09.01.2020, 19:52 Uhr

Tierisch Die Panda-Jungs im Zoo Berlin erkunden ihre Umgebung

(Foto: Zoo Berlin)(Foto: Zoo Berlin)

Auf tapsigen Pranken klettert „Meng Yuan“ über die Holzplanken, mit leise schnüffelnder Schnauze wird jeder Zwischenraum und jedes Astloch ausgiebig erkundet. Sogar seinen Bruder nutzt der kleine Panda schließlich etwas ungelenk als Klettergerüst.

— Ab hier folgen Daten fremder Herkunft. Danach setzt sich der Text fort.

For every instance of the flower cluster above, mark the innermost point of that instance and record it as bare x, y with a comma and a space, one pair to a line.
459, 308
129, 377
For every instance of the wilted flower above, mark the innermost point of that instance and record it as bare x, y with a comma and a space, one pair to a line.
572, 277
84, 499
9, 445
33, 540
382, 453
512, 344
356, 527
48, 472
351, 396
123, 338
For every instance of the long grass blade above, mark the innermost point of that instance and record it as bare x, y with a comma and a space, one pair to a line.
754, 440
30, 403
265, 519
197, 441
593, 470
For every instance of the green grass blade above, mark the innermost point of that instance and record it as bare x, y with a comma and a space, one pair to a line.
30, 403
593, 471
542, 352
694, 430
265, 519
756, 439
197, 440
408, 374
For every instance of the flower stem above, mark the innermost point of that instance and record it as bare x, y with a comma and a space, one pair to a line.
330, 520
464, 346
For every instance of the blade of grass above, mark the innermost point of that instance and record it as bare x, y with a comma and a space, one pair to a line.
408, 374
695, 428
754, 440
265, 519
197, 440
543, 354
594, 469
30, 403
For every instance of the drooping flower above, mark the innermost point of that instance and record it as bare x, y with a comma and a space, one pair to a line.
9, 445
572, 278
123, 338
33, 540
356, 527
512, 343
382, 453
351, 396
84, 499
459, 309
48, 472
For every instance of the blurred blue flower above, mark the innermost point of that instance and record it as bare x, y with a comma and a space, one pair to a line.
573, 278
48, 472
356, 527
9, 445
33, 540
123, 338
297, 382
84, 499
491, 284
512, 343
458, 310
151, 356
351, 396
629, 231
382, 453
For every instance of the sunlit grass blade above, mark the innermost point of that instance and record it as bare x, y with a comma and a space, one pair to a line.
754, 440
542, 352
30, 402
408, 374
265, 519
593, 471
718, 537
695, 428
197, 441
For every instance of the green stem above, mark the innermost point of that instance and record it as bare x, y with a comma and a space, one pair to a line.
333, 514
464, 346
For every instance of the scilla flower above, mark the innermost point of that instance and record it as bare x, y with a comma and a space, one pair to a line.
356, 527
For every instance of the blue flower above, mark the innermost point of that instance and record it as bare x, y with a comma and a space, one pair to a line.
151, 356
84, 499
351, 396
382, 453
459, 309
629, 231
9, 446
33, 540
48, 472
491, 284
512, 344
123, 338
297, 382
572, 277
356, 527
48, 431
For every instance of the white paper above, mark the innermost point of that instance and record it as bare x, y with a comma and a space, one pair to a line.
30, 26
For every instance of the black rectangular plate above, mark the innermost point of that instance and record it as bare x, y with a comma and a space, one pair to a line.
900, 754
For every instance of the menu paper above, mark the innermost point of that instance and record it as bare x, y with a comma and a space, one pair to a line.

BERLIN „Meng Xiang“ hat derweil seinen Kopf auf die Tatze gelegt und seine Augen für ein kleines Schläfchen geschlossen. Vom Klettermanöver seines Bruders lässt sich der junge Bär nicht stören. Etwas über vier Monate nach ihrer Geburt findet der Panda-Nachwuchs nun allmählich den „Vorwärtsgang“ und erkundet die hölzerne Liegeplattform.

Achtung! Hier kommen die Pandas! Na gut – noch wanken die Schritte etwas und nach ein paar Minuten aufregender Erkundungstour brauchen die beiden erstmal ein erholsames Schläfchen. Doch ab jetzt geht es in großen Schritten voran: „Die Panda-Zwillinge haben sich in den vergangenen Wochen rasant entwickelt. Und sie werden von Tag zu Tag neugieriger und auch geschickter. Der Zweitgeborene ‚Meng Yuan‘ ist momentan der aktivere der beiden“, erklärt Zoo- und Tierpark-Direktor Dr. Andreas Knieriem. Sobald die kleinen Pandas mobil genug sind, um ihrer Panda-Mama sicher zu folgen, werden sie den ersten Ausflug vor den Augen der Besucher wagen. Dies wird voraussichtlich Ende Januar oder Anfang Februar soweit sein.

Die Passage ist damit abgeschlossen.